‘Tout le monde était donc perfide, menteur et faux.’ -Guy de Maupassant.
Porté sur scène par Clémentine Célarié, “Une Vie,” le premier roman de Maupassant, est l’incarnation même du courant réaliste et naturaliste de l’auteur. Mise en scène par Arnaud Denis, au théâtre des Mathurins, Paris, l’actrice suit pas à pas, dans un tourbillon incessant au bord de la falaise, l’itinéraire sentimental et psychologique de l’héroïne de Guy de Maupassant: Jeanne.

Sur un fond de scène où la projection de la mer est omniprésente, l’actrice se tient inébranlable, debout, au sommet du précipice, et puis assise, à genoux, les mains ballantes ou refermées en berceau. Elle, femme parmi les femmes, fidèle parmi les infidèles, face aux trahisons de son mari et du rêve, la faiblesse de ses parents, le départ de son fils… et la vie qui lui joue des tours -de force-, les farces de tous les jours, la face qu’elle se doit de sauver… Elle, femme, comme toutes les femmes, seule, face à tout. ‘On pleure parfois les illusions avec autant de tristesse que les morts.’
D’illusions en désillusions, elle s’adonne à la passivité et à la fatalité du destin et va jusqu’à oublier les souvenirs que l’on se fait, jusqu’à la mort.
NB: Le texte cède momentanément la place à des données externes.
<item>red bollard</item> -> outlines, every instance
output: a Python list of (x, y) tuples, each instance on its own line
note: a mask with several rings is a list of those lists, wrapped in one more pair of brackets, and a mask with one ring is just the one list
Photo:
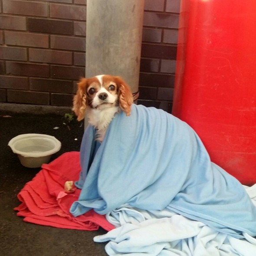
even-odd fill
[(213, 162), (256, 183), (256, 1), (181, 0), (172, 113)]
Dans un monologue d’une heure trente minutes qui tient au seul souffle et aux émotions retenues de l’actrice, une vie, celle d’une femme entre mille donne l’impression d’être presque toujours en décalage avec le temps. D’ailleurs, Jeanne se base sur d’autres éléments qu’elle trouve beaux… parce que la vie est faite de petites merveilles: la lumière, l’espace et l’eau.

Le verdict final sonne pour conclure la pièce, comme un glas, timbré de réalisme. C’est d’ailleurs la dernière phrase du livre de Maupassant: ‘La vie, voyez-vous, ça n’est jamais si bon ni si mauvais qu’on croit.’ Une mise en scène où est parfois inversé l’ordre des moments clés de la vie de Jeanne, un décor minimaliste qui met en relief le costume sobre mais volumineux de l’actrice, et le jeu. Le jeu naturel, et pourtant si maîtrisé, dans une sorte de vécu féminin qui coupe le souffle et suspend le vol du temps… comme si les spectateurs donnaient tout le temps qu’il fallait à la femme, l’ultime, celle qui les incarne toutes, pour se dévoiler, l’espace d’Une Vie. Comme dirait Maupassant, ‘la vie c’est une succession de jours et puis plus rien.’ Une femme, Clémentine Célarié, une succession de scènes, et puis plus rien.